A Traveling Companion
I have two friends who are avid hikers in the Palm Springs area. On one of their earlier trips they found a beautiful multicolored stone. Rather than brining it home and starting a collection, they decided to give it a name, take it along on future trips and make it a focal point of their photographs. Every trip they take, they bring the rock, named “PR”, and put him in trees, next to cactus or pinecones, in the snow, and in many other places. The pictures are fun, not only because they feature “PR”, but also because they are usually shot in very cool places during their hike.

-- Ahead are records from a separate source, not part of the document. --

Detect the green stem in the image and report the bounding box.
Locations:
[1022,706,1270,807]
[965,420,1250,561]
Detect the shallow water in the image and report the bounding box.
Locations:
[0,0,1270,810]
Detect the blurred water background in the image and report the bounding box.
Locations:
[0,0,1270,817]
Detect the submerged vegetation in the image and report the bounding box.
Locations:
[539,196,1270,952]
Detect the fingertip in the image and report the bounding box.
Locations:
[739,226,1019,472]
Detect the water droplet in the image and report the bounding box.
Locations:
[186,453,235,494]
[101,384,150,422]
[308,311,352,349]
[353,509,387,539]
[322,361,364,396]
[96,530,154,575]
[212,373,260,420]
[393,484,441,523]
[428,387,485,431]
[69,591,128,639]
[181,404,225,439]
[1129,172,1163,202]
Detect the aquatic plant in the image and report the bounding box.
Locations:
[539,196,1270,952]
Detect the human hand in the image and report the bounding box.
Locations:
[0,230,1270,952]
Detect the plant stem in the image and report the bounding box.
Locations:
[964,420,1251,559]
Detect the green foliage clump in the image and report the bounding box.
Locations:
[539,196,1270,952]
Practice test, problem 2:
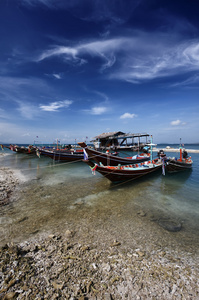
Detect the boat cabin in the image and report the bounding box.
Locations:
[91,131,150,151]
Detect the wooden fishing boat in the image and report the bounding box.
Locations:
[78,142,150,166]
[165,148,193,173]
[9,145,37,154]
[38,149,84,162]
[83,158,162,182]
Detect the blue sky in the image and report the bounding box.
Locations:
[0,0,199,143]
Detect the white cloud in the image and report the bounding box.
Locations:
[120,113,137,119]
[90,106,108,115]
[170,120,187,126]
[16,100,38,120]
[53,74,61,79]
[39,100,73,111]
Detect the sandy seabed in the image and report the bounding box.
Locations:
[0,168,199,300]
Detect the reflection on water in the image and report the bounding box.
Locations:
[0,149,199,251]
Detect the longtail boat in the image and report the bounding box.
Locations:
[7,145,37,154]
[165,147,193,173]
[83,158,162,182]
[78,142,150,166]
[38,149,84,161]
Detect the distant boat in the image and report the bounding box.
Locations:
[165,147,193,173]
[7,145,37,154]
[84,158,162,182]
[78,142,150,166]
[38,149,84,161]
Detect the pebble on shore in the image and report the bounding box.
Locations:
[0,167,19,206]
[0,168,199,300]
[0,230,199,300]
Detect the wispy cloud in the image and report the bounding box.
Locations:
[39,100,73,111]
[170,120,187,126]
[35,32,199,84]
[53,74,62,79]
[90,106,108,115]
[83,106,109,115]
[120,113,137,119]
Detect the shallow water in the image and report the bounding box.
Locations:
[0,147,199,253]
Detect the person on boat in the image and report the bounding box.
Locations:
[182,149,188,158]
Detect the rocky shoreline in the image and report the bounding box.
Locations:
[0,167,19,206]
[0,168,199,300]
[0,230,199,300]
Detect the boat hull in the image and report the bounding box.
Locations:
[39,149,84,161]
[84,160,162,182]
[78,143,150,166]
[166,159,193,173]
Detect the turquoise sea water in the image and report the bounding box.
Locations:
[0,144,199,252]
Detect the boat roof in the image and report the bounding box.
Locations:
[91,131,149,140]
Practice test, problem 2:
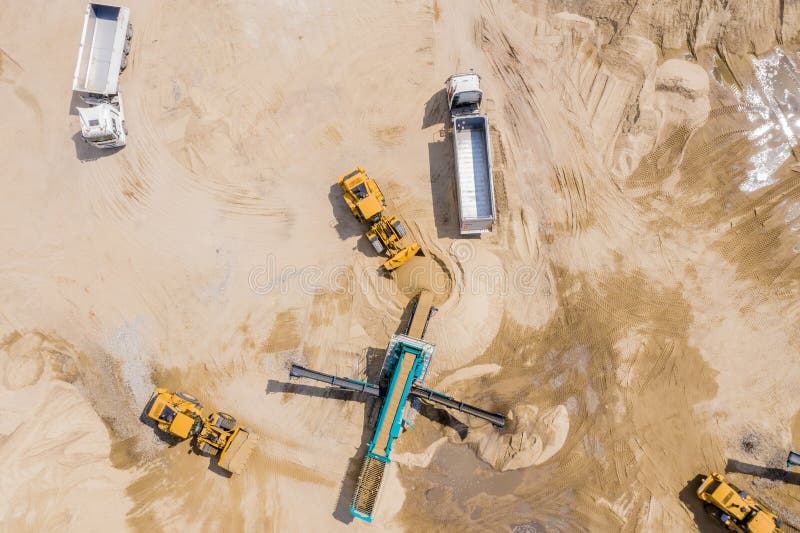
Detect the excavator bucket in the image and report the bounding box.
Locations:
[219,428,258,474]
[383,243,421,271]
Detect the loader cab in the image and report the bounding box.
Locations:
[445,74,483,115]
[78,104,125,148]
[339,167,384,222]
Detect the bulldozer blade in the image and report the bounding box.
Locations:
[219,429,258,474]
[383,243,421,271]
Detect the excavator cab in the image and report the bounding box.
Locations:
[366,216,421,271]
[147,389,203,439]
[697,472,783,533]
[339,167,385,222]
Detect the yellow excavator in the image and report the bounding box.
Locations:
[339,167,421,271]
[697,472,783,533]
[147,388,258,474]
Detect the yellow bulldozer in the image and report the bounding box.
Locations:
[339,167,386,222]
[339,167,421,271]
[146,388,258,474]
[697,472,783,533]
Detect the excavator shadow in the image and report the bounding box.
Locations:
[328,183,360,240]
[725,459,800,485]
[678,474,723,533]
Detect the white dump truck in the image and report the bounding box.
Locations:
[72,3,133,148]
[445,73,496,235]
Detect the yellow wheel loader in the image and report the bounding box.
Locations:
[697,472,783,533]
[339,167,386,222]
[147,388,258,474]
[339,167,421,270]
[366,216,421,270]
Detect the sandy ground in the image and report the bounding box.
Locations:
[0,0,800,532]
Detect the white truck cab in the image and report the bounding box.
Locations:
[77,95,128,148]
[72,3,133,148]
[447,73,483,115]
[445,73,497,235]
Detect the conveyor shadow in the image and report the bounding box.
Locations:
[72,132,125,162]
[266,342,468,524]
[725,459,800,485]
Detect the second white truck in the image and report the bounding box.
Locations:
[445,73,497,235]
[72,3,133,148]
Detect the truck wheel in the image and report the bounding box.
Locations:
[392,220,406,239]
[217,411,236,431]
[369,237,386,255]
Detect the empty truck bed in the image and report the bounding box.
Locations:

Rather than putting all of these fun photos in a storage box or leaving them in a photo program on a computer hard drive, I thought the collection would make a nice coffee table book. I asked my friends for a number of “PR” photos and I found a nice journal/sketch book at my local art supply store. Using photo mount, I use one page for each photo and trimmed the images to make room for comments and location notes. The finished book will be an entertaining travel log of “PR’s” adventures around the hiking trails of Southern California.
Try something like a “PR” or have your kids bring along a favorite item or stuffed animal to feature in their travel log.
Make It Art
Another idea, which requires a bit of handyman skills with power tools, is to create framed artwork using your photos. My friend Larry DeBuhr, who was also part of my Ireland trip, has a Masters in Botany and he loves his plants. During our trip he took a number of photos of the flowers and vegetation in Donegal and Derry. The pictures were so colorful and graphic that I thought it would be great to put them together into some sort of art piece.
I took a 3/4" piece of oak and cut it into a number of 2” x 2” squares. Then I selected my favorite images from Larry’s collection and cropped them down to fit on the wood squares. I only used 9 squares (I could have easily used over 100). Once I spray mounted and trimmed the images, I glued them on sheet of 1/4" plywood in a 3 by 3 grid with a 1/2" space between. I then created a frame out of 1/2" oak by cutting grooves for the plywood base and a sheet of 1/8” glass for the cover. The finished piece is pretty cool if I do say so myself. And, it’s a nice floral memento of Larry’s trip to Ireland.
Try the same thing with other unique features in the cities you visit, like churches, doors, sculptures, bridges, etc.
The bottom line is vacation memories should be preserved, especially those you share with close family and friends. The options are endless. But, hopefully, these ideas will get you started on projects of your own.